Als Dachauer Bürger darf Scherer keinem Arbeitskommando zugeteilt werden, das außerhalb des Lagers zum Einsatz kommt. Er wird ausschließlich zu Tätigkeiten im Innendienst herangezogen. So geschieht es, daß er seine Heimatstadt sechs Jahre lang nicht mehr zu Gesicht bekommt, obwohl er Dachau nie verlassen hat. Bald bringt es Scherer zum Capo. Ihm untersteht zunächst die Lagerwäscherei. Dann erhält er beim Aufbau des neuen Schutzhaftlagers in den Jahren 1937/38 einen Aufsichtsposten auf der Lagerbaustelle. Als das KZ Dachau im September 1939 vorübergehend geräumt wird, um der SS Totenkopfdivision Platz zu machen, ist Scherer einer der hundert Häftlinge, die in Dachau zurückbleiben. Bei der Rückkehr der Kameraden aus dem Konzentrationslager Mauthausen organisiert er für die Überlebenden, die der Hölle von »Mordhausen« entronnen sind, eine Hilfsaktion mit zusätzlicher Verpflegung, damit die völlig abgemagerten Mitgefangenen wieder zu Kräften kommen. Nach seiner Ernennung zum Blockältesten beweist er erneut, daß sein Platz ausschließlich auf der Seite der Häftlinge ist. Er weigert sich, der SS einen Kameraden auszuliefern, und nimmt dafür eine Bestrafung in Kauf. Zwölf Stunden lang muß er strafstehen.

Erster Lagerältester

Im Jahre 1940 bestimmt die Lagerleitung Georg Scherer zum ersten Lagerältesten seit Bestehen des KZ Dachau. Damit hat er die höchste Funktion inne, die ein Gefangener erreichen kann. Unter den Kameraden zweifelt niemand daran, daß Scherer von seiner Macht nur zum Wohle der Mithäftlinge Gebrauch machen wird. In der Tat verbietet der Lagerälteste nicht nur die Selbstjustiz der Häftlinge, sondern geht auch gegen Blockälteste vor, die es mit der gerechten Ausgabe der Verpflegung nicht so genau nehmen.
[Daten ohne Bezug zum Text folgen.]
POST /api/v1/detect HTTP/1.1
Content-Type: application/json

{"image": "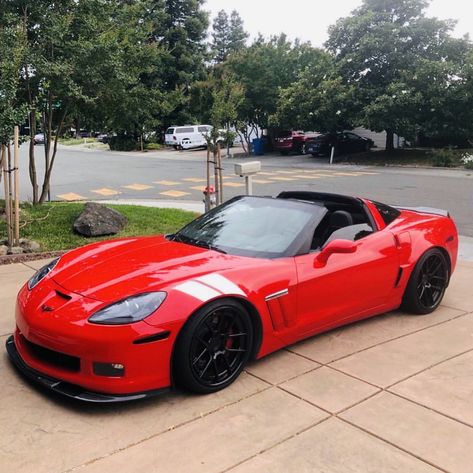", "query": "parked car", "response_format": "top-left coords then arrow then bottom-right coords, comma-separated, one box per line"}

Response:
33,133 -> 44,145
97,133 -> 110,144
164,125 -> 212,149
6,191 -> 458,402
274,131 -> 320,154
306,131 -> 374,156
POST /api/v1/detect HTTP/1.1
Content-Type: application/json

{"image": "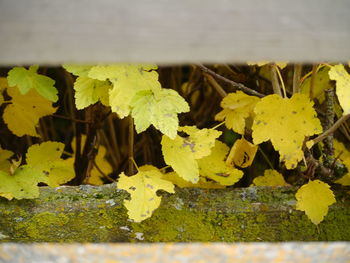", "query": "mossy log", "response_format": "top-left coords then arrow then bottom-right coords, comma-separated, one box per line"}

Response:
0,184 -> 350,242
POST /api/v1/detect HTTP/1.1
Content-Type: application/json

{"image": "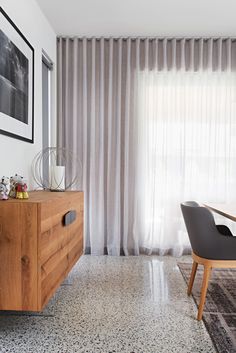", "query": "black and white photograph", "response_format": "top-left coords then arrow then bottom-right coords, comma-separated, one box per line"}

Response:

Unerschrocken wagt er jedes Risiko, wenn er darum kämpft, Kameraden dem sicheren Tod zu entreißen. So lernt er Walter Neff kennen, der damals als Oberpfleger im Revier eine leitende Funktion hat. (vgl. Porträt von Walter Neff.) Er bittet Neff, Kranke, die der Schutzhaftlagerführer Egon Zill abgewiesen hat, dennoch heimlich in den Häftlingskrankenbau aufzunehmen, was der Oberpfleger auch tut. Aus diesen ersten gemeinsamen Hilfsaktionen entwickelt sich zwischen beiden eine Freundschaft, die auch nach der Haft bestehen bleibt. Scherers selbstloser Einsatz geht so weit, daß er junge Polen im Lager versteckt, um sie vor einem Todestransport zu bewahren.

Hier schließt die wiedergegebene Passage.